From: Michael van Elst <mlelstv@serpens.de>
To: gnats-bugs@NetBSD.org
Cc: 
Subject: Re: PR/34293 CVS commit: src/sys/dev
Date: Thu, 7 Sep 2006 19:36:30 +0200

 On Thu, Sep 07, 2006 at 12:55:03PM +0000, YAMAMOTO Takashi wrote:
 > The following reply was made to PR kern/34293; it has been noted by GNATS.
 > 
 > From: yamt@mwd.biglobe.ne.jp (YAMAMOTO Takashi)
 > To: mlelstv@serpens.de
 > Cc: gnats-bugs@NetBSD.org, kern-bug-people@NetBSD.org,
 > 	gnats-admin@NetBSD.org, netbsd-bugs@NetBSD.org
 > Subject: Re: PR/34293 CVS commit: src/sys/dev
 > Date: Thu,  7 Sep 2006 21:51:01 +0900 (JST)
 > 
 >  > >  does your "mkfs.ext2" use a block device, rather than a raw device?
 >  > 
 >  > It's not mine but it does.
 >  
 >  ok, then i think i understand the problem.
 >  we should throttle activities creating dirty buffers.
 >  maybe by having a flag for getblk and friends to tell
 >  "we are not going to dirty the buffer".
 
 If I remember previous discussions there was some opposition in
 restricting writes this way.
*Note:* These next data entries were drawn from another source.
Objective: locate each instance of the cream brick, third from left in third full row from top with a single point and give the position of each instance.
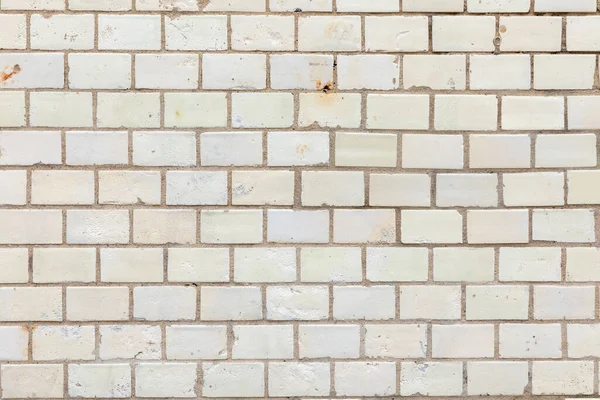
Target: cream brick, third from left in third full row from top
(128, 110)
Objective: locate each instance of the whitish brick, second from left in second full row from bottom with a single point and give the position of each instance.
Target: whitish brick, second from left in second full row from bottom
(63, 342)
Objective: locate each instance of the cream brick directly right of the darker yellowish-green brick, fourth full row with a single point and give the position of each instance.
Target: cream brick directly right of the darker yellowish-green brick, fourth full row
(432, 151)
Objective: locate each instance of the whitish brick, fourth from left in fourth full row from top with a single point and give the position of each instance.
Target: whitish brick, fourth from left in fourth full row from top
(231, 148)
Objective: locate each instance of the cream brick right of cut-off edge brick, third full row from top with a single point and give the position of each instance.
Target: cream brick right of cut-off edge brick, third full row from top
(61, 109)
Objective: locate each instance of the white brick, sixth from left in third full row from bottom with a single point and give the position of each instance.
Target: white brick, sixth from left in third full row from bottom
(361, 302)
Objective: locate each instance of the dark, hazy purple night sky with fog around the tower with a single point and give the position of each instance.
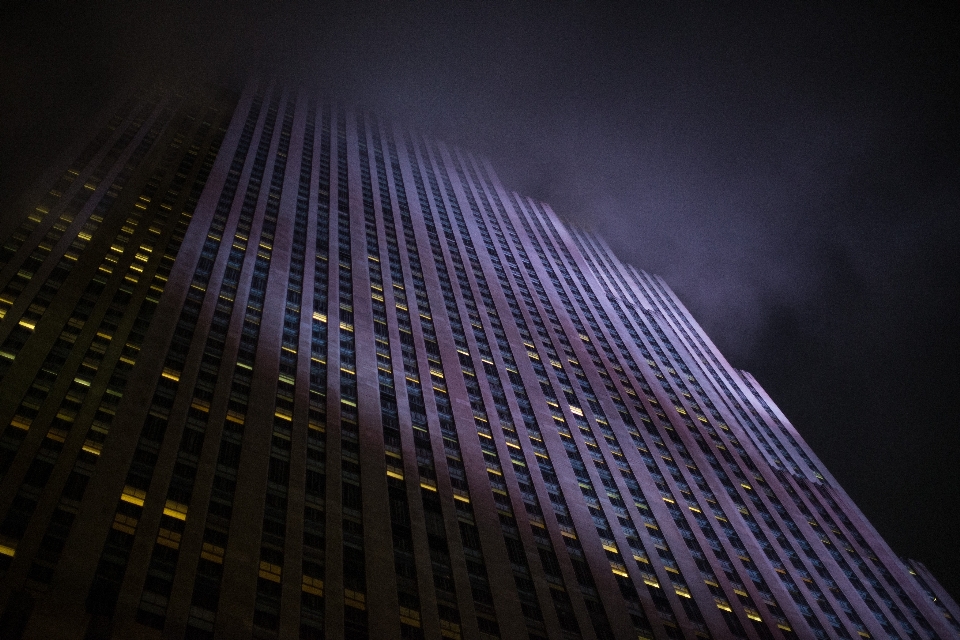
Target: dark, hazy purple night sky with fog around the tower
(792, 172)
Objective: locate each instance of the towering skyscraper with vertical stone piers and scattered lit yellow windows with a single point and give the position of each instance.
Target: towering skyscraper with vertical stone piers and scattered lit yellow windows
(274, 368)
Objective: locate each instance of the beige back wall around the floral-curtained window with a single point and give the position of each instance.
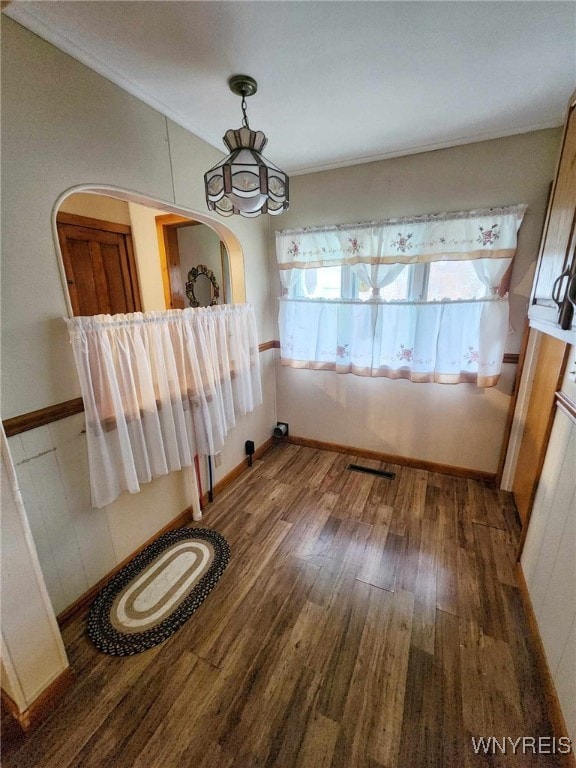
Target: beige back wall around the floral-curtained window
(459, 425)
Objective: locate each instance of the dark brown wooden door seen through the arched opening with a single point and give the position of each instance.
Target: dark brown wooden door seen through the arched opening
(99, 265)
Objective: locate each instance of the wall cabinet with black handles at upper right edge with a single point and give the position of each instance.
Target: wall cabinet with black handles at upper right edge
(553, 301)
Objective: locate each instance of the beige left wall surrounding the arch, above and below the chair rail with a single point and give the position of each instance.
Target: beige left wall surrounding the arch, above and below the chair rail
(57, 139)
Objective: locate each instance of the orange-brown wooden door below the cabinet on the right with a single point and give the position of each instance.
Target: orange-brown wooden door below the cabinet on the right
(552, 357)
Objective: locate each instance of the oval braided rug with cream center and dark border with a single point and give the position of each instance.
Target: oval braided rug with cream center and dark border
(158, 591)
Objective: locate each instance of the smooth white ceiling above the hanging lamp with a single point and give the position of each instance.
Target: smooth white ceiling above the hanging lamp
(339, 82)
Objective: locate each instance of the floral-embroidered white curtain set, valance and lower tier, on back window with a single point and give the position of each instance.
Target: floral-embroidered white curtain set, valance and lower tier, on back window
(447, 341)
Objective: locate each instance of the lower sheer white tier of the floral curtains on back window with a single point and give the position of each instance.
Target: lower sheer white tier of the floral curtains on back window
(443, 342)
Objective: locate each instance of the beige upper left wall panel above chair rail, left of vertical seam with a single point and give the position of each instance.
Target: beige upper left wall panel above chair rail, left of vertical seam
(53, 139)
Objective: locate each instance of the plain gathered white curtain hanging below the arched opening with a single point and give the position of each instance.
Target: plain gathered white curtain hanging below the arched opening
(160, 387)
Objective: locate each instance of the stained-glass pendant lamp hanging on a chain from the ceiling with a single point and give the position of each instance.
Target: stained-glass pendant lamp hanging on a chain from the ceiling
(245, 182)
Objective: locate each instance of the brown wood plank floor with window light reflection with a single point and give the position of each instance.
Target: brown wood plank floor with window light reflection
(361, 623)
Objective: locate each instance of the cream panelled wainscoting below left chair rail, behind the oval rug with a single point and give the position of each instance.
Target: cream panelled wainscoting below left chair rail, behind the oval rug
(78, 545)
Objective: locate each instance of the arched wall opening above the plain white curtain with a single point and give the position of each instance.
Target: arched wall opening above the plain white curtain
(147, 257)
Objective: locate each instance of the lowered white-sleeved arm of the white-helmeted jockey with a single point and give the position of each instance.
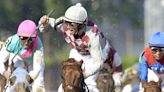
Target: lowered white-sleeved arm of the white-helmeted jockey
(96, 54)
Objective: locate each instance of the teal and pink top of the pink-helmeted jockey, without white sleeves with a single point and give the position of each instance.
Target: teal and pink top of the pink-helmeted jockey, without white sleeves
(14, 45)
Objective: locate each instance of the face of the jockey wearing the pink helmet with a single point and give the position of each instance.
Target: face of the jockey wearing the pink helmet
(27, 41)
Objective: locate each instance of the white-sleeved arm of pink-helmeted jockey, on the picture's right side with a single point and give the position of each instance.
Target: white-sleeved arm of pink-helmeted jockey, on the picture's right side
(38, 63)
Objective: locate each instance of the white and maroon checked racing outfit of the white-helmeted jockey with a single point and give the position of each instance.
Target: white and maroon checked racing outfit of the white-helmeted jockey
(88, 45)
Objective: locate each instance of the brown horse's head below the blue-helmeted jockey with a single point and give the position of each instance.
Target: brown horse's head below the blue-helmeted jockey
(152, 86)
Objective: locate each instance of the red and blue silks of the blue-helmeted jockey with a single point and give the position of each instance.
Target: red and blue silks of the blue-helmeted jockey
(148, 61)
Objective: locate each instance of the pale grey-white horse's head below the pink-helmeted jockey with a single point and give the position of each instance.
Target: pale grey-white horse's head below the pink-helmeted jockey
(19, 81)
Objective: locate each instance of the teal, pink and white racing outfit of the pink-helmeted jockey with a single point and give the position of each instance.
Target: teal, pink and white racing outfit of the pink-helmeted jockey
(33, 56)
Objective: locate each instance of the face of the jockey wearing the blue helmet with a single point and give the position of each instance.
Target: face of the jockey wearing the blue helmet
(158, 52)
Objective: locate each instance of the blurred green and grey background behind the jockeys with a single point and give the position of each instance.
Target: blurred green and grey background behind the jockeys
(127, 23)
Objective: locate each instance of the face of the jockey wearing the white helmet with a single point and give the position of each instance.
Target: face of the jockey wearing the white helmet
(73, 27)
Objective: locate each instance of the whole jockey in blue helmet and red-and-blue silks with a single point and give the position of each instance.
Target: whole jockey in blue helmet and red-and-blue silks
(152, 59)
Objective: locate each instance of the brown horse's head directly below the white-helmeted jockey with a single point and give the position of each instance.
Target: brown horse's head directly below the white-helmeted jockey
(72, 76)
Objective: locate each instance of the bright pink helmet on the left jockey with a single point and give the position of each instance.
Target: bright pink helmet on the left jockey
(27, 28)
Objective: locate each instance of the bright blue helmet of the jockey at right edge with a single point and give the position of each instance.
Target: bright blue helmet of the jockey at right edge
(157, 40)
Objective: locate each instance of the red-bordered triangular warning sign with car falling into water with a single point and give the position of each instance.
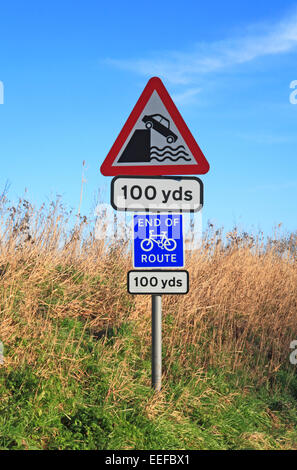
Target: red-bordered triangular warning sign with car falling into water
(155, 139)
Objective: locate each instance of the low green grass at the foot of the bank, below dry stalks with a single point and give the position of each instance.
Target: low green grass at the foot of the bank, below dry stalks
(92, 391)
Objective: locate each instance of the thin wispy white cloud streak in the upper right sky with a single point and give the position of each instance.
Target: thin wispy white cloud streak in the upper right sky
(184, 67)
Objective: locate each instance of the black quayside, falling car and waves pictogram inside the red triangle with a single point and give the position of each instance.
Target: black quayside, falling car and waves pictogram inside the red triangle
(140, 148)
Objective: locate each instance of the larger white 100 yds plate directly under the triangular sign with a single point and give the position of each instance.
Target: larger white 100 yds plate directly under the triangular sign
(163, 193)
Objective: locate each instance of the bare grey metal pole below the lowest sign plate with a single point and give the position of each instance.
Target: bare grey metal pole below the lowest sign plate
(156, 342)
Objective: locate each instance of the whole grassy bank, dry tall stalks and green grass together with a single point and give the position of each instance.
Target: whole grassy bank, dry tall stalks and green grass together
(77, 346)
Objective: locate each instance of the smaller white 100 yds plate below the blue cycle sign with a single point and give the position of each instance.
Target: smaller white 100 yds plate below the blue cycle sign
(158, 282)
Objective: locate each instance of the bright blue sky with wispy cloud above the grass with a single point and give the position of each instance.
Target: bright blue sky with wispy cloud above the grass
(73, 70)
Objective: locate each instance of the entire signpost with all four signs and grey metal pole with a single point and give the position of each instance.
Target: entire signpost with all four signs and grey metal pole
(153, 126)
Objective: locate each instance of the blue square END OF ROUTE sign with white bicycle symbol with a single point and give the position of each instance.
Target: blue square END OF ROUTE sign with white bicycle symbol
(158, 241)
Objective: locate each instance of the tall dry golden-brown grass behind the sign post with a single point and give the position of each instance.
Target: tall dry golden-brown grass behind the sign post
(240, 312)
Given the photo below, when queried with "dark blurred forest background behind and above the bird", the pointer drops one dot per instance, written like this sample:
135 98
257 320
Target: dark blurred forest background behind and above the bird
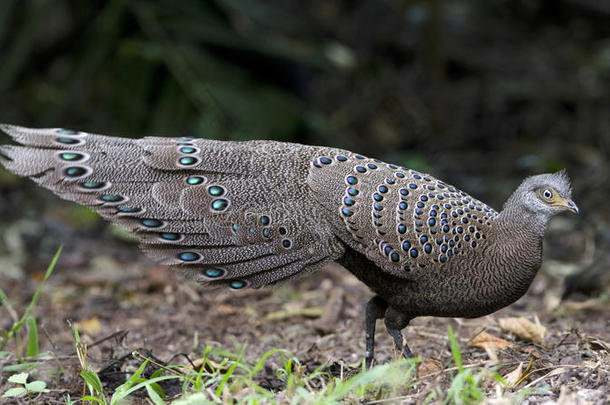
480 94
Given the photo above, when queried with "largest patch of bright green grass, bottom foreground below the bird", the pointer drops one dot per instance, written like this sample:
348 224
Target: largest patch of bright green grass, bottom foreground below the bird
234 379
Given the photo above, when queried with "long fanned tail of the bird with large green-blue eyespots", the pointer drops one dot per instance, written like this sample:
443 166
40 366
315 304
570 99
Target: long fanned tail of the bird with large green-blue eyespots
227 212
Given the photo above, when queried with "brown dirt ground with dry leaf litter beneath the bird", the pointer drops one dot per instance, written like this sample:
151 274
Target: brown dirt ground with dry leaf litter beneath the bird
123 302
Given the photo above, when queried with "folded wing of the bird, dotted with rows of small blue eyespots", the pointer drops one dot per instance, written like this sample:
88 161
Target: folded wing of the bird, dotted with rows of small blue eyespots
402 220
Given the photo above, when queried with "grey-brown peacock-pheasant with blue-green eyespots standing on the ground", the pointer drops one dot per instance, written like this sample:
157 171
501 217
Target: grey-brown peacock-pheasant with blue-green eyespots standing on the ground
255 213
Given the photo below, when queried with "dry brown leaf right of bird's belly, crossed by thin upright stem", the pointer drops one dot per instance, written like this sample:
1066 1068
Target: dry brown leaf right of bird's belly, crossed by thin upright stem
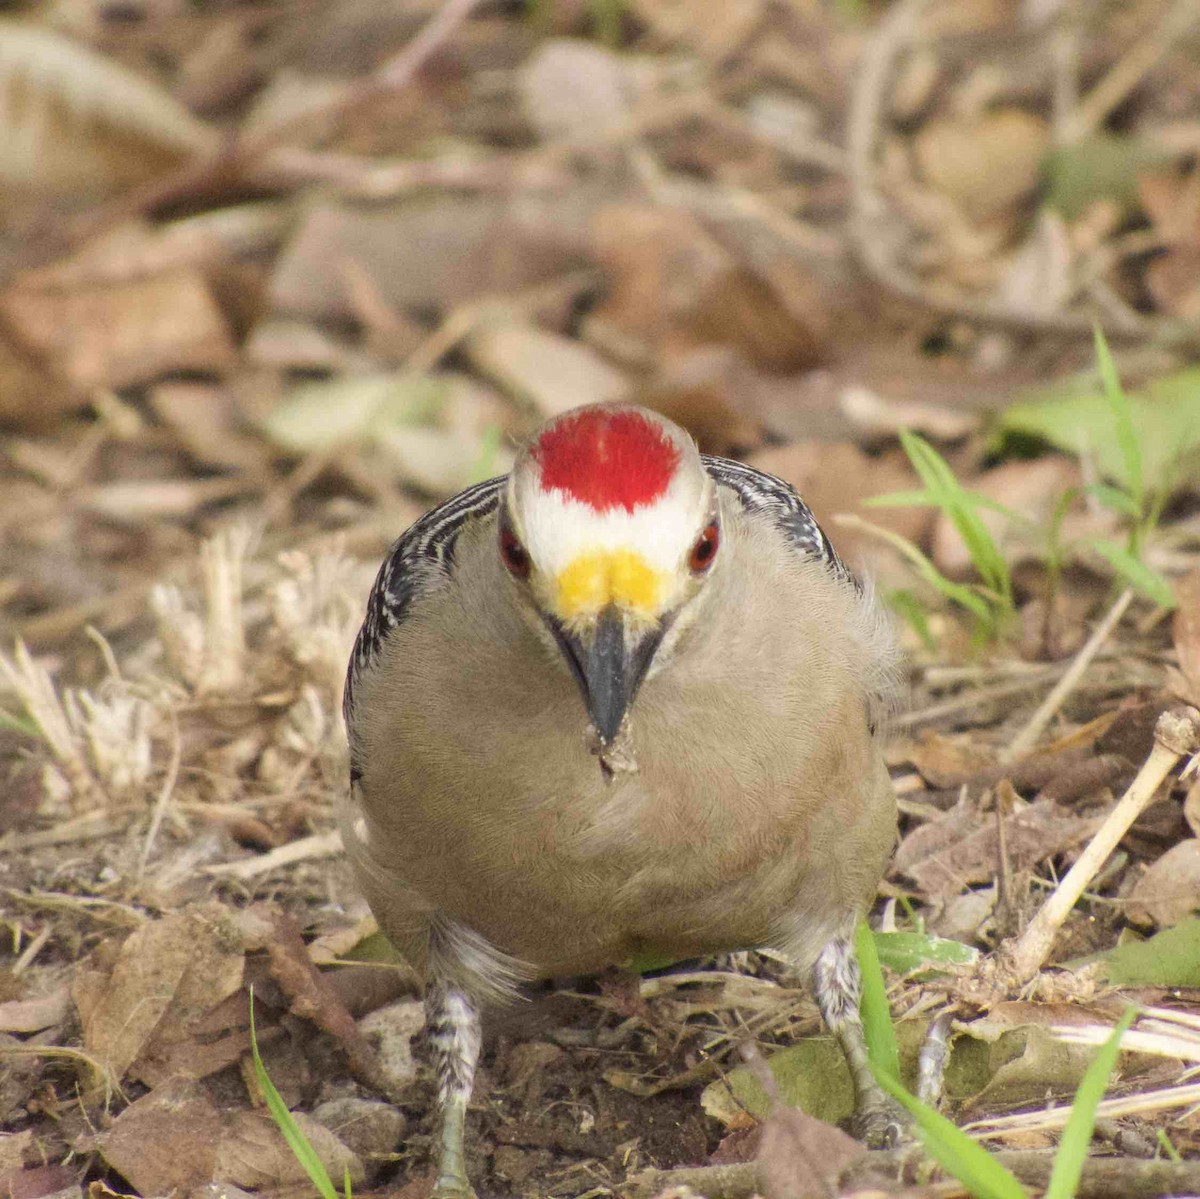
962 847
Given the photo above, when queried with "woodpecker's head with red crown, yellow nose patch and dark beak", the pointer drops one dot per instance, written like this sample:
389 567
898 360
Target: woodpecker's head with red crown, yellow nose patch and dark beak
610 527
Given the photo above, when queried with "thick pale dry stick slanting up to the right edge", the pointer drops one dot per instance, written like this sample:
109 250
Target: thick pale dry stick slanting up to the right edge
1177 734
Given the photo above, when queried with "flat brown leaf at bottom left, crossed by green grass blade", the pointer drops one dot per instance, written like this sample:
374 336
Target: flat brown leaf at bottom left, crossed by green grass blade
176 1138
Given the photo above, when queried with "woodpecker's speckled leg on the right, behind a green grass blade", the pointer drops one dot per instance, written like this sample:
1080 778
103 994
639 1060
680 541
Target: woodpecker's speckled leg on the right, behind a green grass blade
838 987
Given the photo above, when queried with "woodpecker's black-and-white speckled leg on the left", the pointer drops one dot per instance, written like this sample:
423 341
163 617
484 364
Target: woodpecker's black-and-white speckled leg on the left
454 1029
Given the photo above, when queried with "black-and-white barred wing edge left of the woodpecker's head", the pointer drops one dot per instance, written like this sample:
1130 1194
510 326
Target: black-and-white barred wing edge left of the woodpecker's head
418 562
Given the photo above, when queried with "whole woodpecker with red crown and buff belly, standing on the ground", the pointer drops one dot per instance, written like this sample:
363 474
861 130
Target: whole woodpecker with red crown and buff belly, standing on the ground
619 703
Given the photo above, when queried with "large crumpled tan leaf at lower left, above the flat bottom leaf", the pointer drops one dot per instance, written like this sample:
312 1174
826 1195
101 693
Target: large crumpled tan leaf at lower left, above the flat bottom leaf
166 975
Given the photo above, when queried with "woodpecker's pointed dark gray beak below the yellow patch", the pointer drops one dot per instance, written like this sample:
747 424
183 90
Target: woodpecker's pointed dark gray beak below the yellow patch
610 663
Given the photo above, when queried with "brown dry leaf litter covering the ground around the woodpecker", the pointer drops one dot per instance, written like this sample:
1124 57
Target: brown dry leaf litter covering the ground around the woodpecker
262 305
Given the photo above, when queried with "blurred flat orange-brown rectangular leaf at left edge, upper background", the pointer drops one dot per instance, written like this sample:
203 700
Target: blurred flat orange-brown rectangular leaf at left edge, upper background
123 334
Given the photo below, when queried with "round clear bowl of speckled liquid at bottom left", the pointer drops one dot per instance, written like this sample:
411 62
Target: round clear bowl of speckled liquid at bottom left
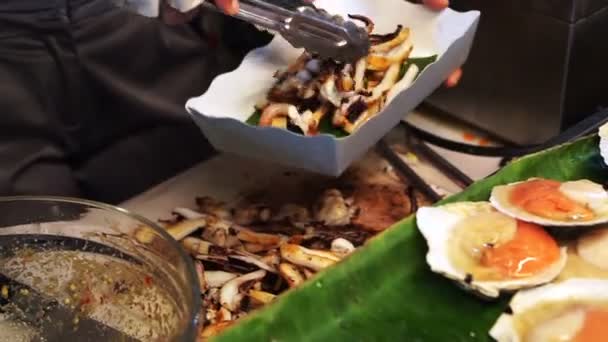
73 269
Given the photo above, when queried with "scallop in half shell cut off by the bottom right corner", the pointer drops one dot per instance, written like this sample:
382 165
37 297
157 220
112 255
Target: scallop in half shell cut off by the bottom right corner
574 310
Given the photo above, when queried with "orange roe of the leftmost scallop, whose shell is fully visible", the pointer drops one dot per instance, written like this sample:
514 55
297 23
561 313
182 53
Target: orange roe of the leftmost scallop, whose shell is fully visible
530 251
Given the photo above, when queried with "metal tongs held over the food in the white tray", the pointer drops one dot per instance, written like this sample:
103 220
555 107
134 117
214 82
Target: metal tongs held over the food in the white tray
305 26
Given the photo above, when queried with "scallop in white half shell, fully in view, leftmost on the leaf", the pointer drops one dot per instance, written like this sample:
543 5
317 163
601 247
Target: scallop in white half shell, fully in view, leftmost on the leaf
487 251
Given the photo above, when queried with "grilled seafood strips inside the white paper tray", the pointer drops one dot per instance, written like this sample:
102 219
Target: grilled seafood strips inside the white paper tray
347 95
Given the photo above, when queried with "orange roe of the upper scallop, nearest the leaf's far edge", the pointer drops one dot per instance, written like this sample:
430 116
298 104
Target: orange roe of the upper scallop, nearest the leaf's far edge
542 197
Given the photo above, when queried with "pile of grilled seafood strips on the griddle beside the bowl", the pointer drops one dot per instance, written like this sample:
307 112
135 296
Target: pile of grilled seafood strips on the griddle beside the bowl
247 255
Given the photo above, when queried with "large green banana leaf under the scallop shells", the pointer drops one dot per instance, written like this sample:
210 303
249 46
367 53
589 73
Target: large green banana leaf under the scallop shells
386 292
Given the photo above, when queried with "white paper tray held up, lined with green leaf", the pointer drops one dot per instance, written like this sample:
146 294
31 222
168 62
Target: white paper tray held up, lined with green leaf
222 111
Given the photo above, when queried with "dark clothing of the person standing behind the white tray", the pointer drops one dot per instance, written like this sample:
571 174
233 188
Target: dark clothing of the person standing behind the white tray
92 98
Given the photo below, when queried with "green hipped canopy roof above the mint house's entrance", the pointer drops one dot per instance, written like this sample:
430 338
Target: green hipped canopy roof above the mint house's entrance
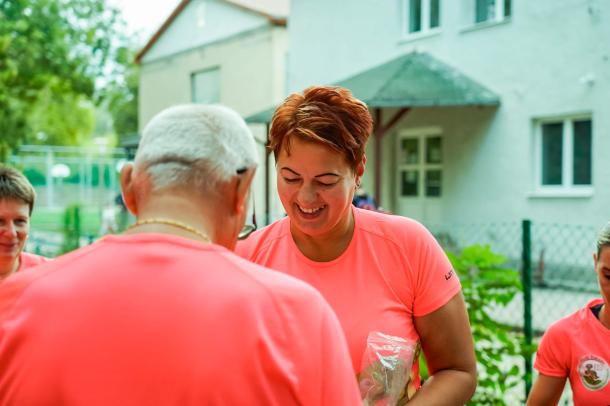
412 80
Please check the discussions about
 untarring source trees and waiting for X11 to respond again.
 
 Throttling getblk does not prevent the deadlock. For that you need
 to distinguish between the upper filesystem or block device, that
 needs to be throttled and the lower filesystem (or rather lowest
 if you start nesting deeper), that must be kept running to avoid the
 deadlock.
 
 There is also the problem about feedback. How would you know when
 to throttle (or rather when to stop)?. You could have a mechanism
 that looks at all the device queues, if buffers pile up there
 because the device is too slow, you stop generating more.
 
 But throttling getblk isn't good enough, you only want to throttle
 getting buffers that end in the particular slow device queue. And
 getblk doesn't have that information.
 
 The SoC-Project that adds congestion control to filesystems might
 eventually address this problem correctly.
 
 
 >  what your patch does is the opposite.  ie. throttling attempts of
 >  cleaning buffers.  i believe it makes the situation worse.
 
 The patch does not throttle attempts of cleaning buffers. The
 bottleneck for cleaning buffers is still the underlying filesystem
 where the virtual device file resides.
 
 With the patch when vnd throttles the writer it does two things:
 
 it prevents it from generating more dirty buffers and
 
 it delays the requeuing of dirty buffers _when the underlying
    filesystem is too slow to process them_.
 
 As a result it may not utilize the buffer cache effectively.
 You could provide a knob to control the queue length, currently
 that's hardcoded 8 for local filesystems and 2 for NFS.
 
 It also affects vnd operation only, unlike anything that interfers
 with the more global getblk.
 
 
 Greetings,
 -- 
                                 Michael van Elst
 Internet: mlelstv@serpens.de
                                 "A potential Snark may lurk in every tree."